Stessa idea di ridefinizione degli spazi urbani è anche all’origine degli scarrabili,cassoni in ferro per la raccolta dei detriti dell’edilizia, che insieme alle insegne e alle transenne fanno parte del progetto avviato da Flavio Favelli (1967) «per ricercare i segni tangibili di un estro che cova sotto le macerie che punteggiano la città di Palermo». Volutamente Favelli ha ridipinto con colori accesi quelle casse di ferro «sguaiate e scassate» spesso colme di pietriccio e spazzatura, quegli scarti diventati opere d’arte della mostra nella sede del Real Albergo delle Povere del Museo regionale d’arte moderna e contemporanea Riso (La Sicilia e altre figure, fino all’8 settembre).
Ma forse a dover essere (ri)disegnato è anche il mestiere dell’architetto. Marco Biraghi nel suo saggio su Rem Koolhaas (Rem Koolhaas. L’architettura al di là del bene e del male, Einaudi) definisce il progettista Premio Pritzker nel 2000, emblema di una nuova dimensione della professione di architetto, «una rara combinazione di visionario e realizzatore, filosofo e pragmatico, teorico e profeta, un architetto le cui idee sugli edifici e sulla pianificazione urbana hanno rivoluzionato il modo di concepire un moderno studio di architettura, vedendolo come un luogo dove prima di tutto non si disegnano gli edifici ma la realtà».

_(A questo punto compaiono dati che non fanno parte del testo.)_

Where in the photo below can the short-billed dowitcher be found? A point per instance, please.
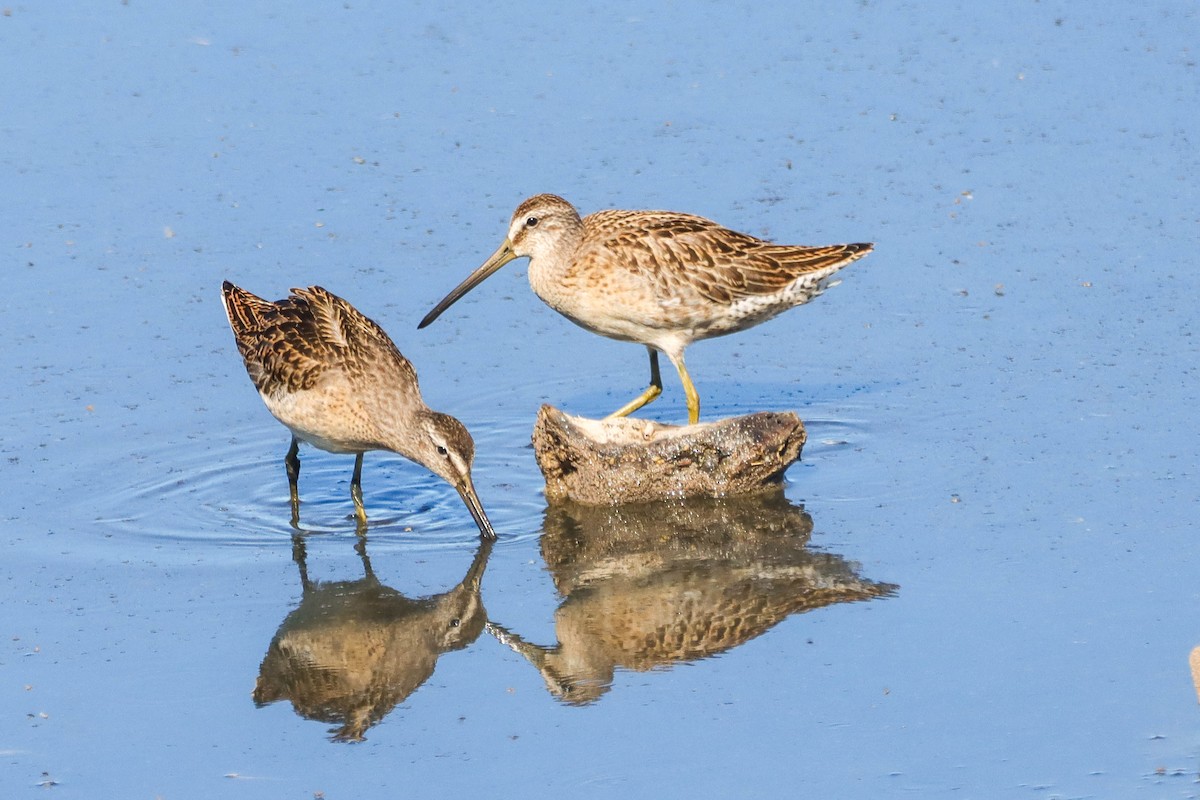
(657, 277)
(337, 382)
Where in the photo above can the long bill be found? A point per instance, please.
(467, 492)
(498, 259)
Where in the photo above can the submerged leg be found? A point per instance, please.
(651, 392)
(688, 388)
(357, 491)
(292, 461)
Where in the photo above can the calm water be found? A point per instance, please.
(981, 582)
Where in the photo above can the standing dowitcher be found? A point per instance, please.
(657, 277)
(337, 382)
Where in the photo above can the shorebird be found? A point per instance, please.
(336, 380)
(661, 278)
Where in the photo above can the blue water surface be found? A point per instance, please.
(1002, 459)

Ancora una volta, dunque, il dialogo tra architettura e arte contemporanea nel segno di un possibile (ri)disegno della città nasce da un gioco di estremi, proprio come il sogno e l’incubo di Halilaj, un gioco che non deve perdere di vista la realtà urbana. Soprattutto quella, molto quotidiana, delle strade. Per tre settimane progettisti e professionisti dall’Italia e dal mondo hanno così lavorato insieme a oltre mille studenti su un grande progetto condiviso, Wave ovvero Walkable Architectures organizzato dall’Università Iuav di Venezia, un progetto che ha scelto di risalire «alle origini dell’architettura, riconoscendo quanto la nostra esperienza corporea di città e territori attraverso il camminare sia condizione essenziale per ristabilire e intensificare le relazioni». Un camminare declinato in 16 diversi modi: dalla riscoperta e reinterpretazione delle tracce che il camminare ha lasciato e continua a lasciare sulle pietre fino al ridisegno di piazze e spazi pubblici come luogo dove incrociarsi e interagire. Perché, scrive Marco Biraghi, «forse il nostro errore consiste nel cercare sempre il simile nel simile, il politico nel politico, il mercante nel mercante, il criminale nel criminale, l’artista nell’artista». E la città nuova in quella che ci siamo finora immaginati.